Investimentos e crise imobiliária
Os investimentos em ativos fixos da China subiram 3,2% em 2024, próximos da previsão de 3,3% dos analistas. O mercado imobiliário também vai se recuperando mais devagar. Os preços médios de novas residências caíram 0,08% em dezembro frente a novembro, mas o recuo foi menos acentuado que o de 0,2% registrado no mês anterior. Na comparação anual, os preços caíram 5,7%, também uma melhora em relação à queda de 6,1% de novembro.
Entre as 70 maiores cidades chinesas monitoradas pelo NBS, 43 relataram queda nos preços de imóveis em relação a dezembro de 2023, um número menor do que as 49 registradas em novembro. Esses números refletem os esforços do governo para estabilizar o setor após a crise desencadeada pela falência da gigante Evergrande.
Os demais índices positivos têm sido crucial para mitigar os impactos de uma crise interna no mercado imobiliário, que resultou na perda de economias para milhões de famílias chinesas e deixou muitos trabalhadores da construção civil desempregados.
Desempenho das estatais e investimento estratégico
Outro destaque foi o desempenho das empresas estatais controladas pelo governo central, que registraram lucros de 2,6 trilhões de yuans (US$ 361,7 bilhões) em 2024, segundo a Comissão de Supervisão e Administração de Ativos Estatais (SASAC). Os ativos dessas empresas ultrapassaram 90 trilhões de yuans, um aumento anual de 5,9%.
O investimento em setores estratégicos emergentes foi um dos pilares dessa expansão, com alta de 21,8%, totalizando 2,7 trilhões de yuans. Gastos em pesquisa e desenvolvimento mantiveram-se robustos, ultrapassando 1 trilhão de yuans pelo terceiro ano consecutivo.
Desafios e perspectivas
O crescimento anual do PIB cravou 5% em 2024, dentro da meta oficial, e muito acima da maioria das economias ocidentais. A crise imobiliária e a inflação baixa, que flerta com a deflação, continuam como pontos de atenção.
Por outro lado, os dados recentes fortaleceram a confiança dos mercados.

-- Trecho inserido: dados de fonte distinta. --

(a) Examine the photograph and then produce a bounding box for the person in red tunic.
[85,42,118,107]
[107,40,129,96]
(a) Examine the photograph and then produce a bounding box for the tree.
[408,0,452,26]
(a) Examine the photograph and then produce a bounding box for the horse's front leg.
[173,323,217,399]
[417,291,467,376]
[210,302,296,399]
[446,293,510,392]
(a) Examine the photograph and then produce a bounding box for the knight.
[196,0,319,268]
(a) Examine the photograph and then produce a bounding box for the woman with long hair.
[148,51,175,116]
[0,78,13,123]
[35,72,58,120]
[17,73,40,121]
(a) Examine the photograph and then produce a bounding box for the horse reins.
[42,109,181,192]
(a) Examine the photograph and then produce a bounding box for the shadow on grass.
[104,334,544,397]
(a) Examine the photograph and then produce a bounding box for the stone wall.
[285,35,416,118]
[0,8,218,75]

As bolsas de valores chinesas e de Hong Kong tiveram suas melhores semanas em meses, impulsionadas pelos números acima do esperado e pela perspectiva de uma política econômica mais favorável em 2025.
Com a posse de Donald Trump nos Estados Unidos e uma agenda econômica global em transição, a recuperação chinesa será acompanhada de perto, especialmente em setores estratégicos que podem alavancar o crescimento no médio prazo.